Tag Archives: YouTube Analytics

QuickNote: Dealing with Demographics

8 Dec

Today I got my first good look at YouTube Analytics for the webseries.  There’s all sorts of fun statistics to work through (NERD!), but I’m trying to focus specifically on the aspects that are the most useful to the client: who is watching, and how they’re watching.  (Monetization falls outside the scope of this project.)

The issue I’m puzzling out today is how to deal graphically with some unexpected demographics.  Before starting the project, I expected that a parody show about superheroes that runs on YouTube would primarily attract males, age 25-45ish (Gen X and Y).  Mom and Pop are also entrenched in geek culture (“nerd famous”?), so they seemed likely to see some crossover from fans of comics, graphic novels, manga and video games.  Kind of the “Wreck-It Ralph” crowd.

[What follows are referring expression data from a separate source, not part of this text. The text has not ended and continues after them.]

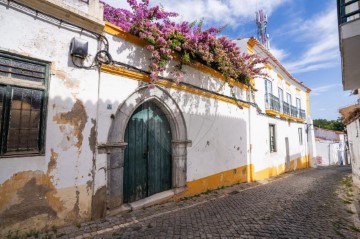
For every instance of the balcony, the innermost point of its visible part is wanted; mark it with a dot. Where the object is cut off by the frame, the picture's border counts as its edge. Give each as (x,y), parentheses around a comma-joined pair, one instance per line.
(284,110)
(302,114)
(349,30)
(272,102)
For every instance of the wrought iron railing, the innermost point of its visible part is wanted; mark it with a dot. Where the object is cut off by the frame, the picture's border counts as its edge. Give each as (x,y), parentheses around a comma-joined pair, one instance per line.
(348,10)
(293,111)
(302,114)
(286,108)
(272,102)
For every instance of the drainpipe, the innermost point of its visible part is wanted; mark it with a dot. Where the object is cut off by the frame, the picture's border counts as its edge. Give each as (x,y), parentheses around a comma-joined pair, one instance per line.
(329,151)
(250,147)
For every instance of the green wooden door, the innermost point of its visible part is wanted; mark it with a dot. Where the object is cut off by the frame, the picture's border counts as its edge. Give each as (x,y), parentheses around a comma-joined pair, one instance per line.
(147,164)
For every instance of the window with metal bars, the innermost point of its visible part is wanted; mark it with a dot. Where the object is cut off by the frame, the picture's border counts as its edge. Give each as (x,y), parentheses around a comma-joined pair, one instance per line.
(272,138)
(23,94)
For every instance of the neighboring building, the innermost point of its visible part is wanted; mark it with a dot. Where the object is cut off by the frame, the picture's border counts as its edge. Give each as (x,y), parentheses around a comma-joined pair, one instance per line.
(349,29)
(330,147)
(79,143)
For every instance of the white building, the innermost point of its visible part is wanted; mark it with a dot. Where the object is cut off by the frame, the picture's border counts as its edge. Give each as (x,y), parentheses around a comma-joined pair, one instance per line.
(349,31)
(79,143)
(330,147)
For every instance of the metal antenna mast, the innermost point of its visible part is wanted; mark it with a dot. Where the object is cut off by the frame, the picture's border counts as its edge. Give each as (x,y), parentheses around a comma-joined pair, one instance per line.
(261,22)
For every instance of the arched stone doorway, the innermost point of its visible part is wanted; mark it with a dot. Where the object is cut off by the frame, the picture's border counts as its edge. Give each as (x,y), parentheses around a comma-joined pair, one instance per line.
(160,100)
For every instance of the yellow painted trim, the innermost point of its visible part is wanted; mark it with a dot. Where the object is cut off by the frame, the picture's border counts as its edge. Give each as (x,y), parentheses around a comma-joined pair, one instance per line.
(241,174)
(143,77)
(117,31)
(226,178)
(289,117)
(299,163)
(272,112)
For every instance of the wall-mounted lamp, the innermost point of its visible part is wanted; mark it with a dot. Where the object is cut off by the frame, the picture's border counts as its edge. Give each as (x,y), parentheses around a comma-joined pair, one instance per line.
(79,48)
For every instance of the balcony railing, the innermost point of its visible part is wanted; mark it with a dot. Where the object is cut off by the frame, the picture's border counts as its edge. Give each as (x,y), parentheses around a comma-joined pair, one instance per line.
(302,114)
(272,102)
(286,108)
(348,10)
(293,111)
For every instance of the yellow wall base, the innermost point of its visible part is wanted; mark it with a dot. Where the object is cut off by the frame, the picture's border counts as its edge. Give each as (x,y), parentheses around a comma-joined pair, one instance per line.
(239,175)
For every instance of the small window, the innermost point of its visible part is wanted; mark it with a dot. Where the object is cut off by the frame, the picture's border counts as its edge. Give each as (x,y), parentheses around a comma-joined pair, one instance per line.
(300,136)
(23,85)
(272,138)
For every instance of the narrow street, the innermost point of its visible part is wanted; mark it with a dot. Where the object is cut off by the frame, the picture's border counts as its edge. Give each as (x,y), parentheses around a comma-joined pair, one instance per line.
(302,204)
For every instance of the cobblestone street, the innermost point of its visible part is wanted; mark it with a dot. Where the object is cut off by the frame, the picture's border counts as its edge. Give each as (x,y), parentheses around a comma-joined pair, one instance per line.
(302,204)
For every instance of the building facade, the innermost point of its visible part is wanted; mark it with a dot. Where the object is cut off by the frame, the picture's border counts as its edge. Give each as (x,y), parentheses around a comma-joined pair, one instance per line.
(82,138)
(349,31)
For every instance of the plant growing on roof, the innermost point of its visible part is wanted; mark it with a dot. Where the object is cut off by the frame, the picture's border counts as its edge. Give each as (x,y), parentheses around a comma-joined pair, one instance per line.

The gender demographics aren’t too surprising: 65% male viewers to 35% female viewers.  (Need to figure out whether that’s lifetime or per video, and what percentage of those are unique vs. repeats.)  But within those gender constraints, the age graphs look radically different.  I.e., the male graph follows a bell curve, peaking around 35-44, while the female viewership peaks at 18-24 and then drops off a cliff (f(x) = 1/x where x>0).  The difference is pretty stark.  However, if you average the values by age group, weighing them proportionate to the total percentage of the population, the curve becomes bell-like again.

There isn’t time on this project to create formal user personae or conduct tests.  But with such a stark difference in viewing populations, I need to figure out a meaningful way to describe those behaviors.  The clients might want to factor them in if they decide to include advertising, for example.